For director Karthik Subbaraj, making the silent film Mercury has been a big learning. "Normally, dialogues will help a lot and you can use it as a cheat also. In a silent film, what you shoot with ten shots and a montage can normally be delivered using a single dialogue in a normal movie. For example, suppose my father is a gambler and he as gambled away our wealth, this can easily be conveyed through dialogue. But without dialogue I have to show many things," he says while noting that this makes it an interesting challenge.
Subbaraj was confident the film could be done without dialogue from the time the plot came to him. However, he did have a small fear which prompted him to write. "I did not simply go to a producer and get committed to do this movie or anything. I had started this parallel to another project and thought I would write. When I first wrote the one-liner and wrote for 6-7 pages from beginning to end, I got the confidence that it could be done," he says.
However, the process did not end with screenwriting. For Subbaraj, it continues until the end of the film. "A scene has to convey a story and an emotion. It has to come across in their performance, and the visual. And then in post, it has to come in the sound and music. It lies in the entire process. If a scene comes out really well, normally you will know about it in the shoot itself. But in this case, we will not know until the end."

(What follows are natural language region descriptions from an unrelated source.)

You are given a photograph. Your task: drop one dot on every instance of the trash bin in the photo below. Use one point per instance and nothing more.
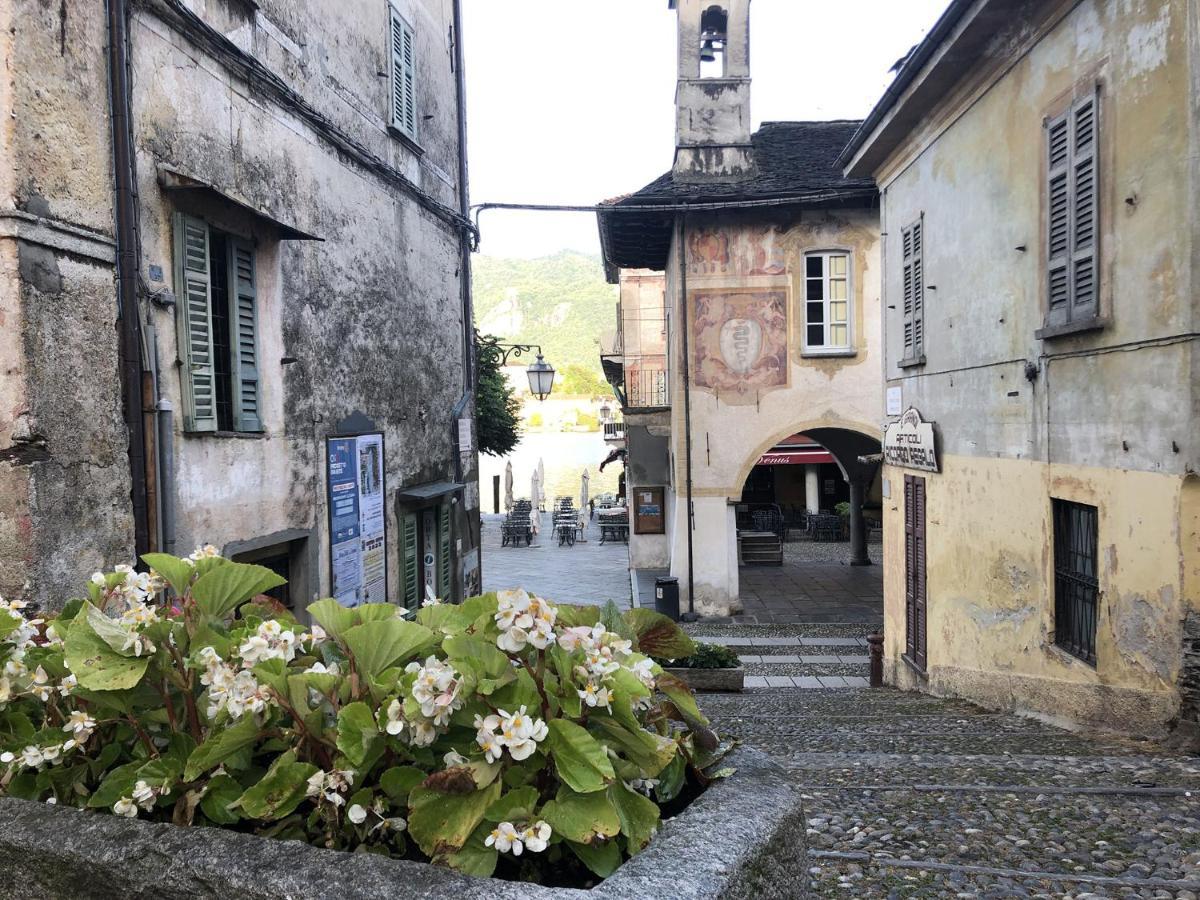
(666, 597)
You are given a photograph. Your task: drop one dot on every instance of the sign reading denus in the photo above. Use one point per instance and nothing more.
(909, 442)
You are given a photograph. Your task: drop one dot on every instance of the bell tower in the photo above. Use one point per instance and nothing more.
(713, 91)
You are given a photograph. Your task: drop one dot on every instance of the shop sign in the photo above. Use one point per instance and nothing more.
(910, 443)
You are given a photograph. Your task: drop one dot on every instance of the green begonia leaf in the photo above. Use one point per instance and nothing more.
(221, 744)
(639, 816)
(655, 635)
(580, 760)
(601, 858)
(177, 573)
(357, 732)
(378, 645)
(222, 792)
(226, 587)
(582, 816)
(95, 664)
(280, 791)
(441, 823)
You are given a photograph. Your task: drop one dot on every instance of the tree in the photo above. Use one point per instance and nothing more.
(497, 412)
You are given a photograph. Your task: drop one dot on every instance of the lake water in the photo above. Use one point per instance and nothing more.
(564, 454)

"In the end, it will be a problem if the audience says that it was good in bits and places but they did not understand what the entire story was. But because of that, the story cannot be forced also. It had to be abstract in certain places," he says. However, he thinks the film has turned out very well. "So far everyone who has seen it has liked it and they are discussing the story of the movie. Nobody was discussing the lack of dialogues."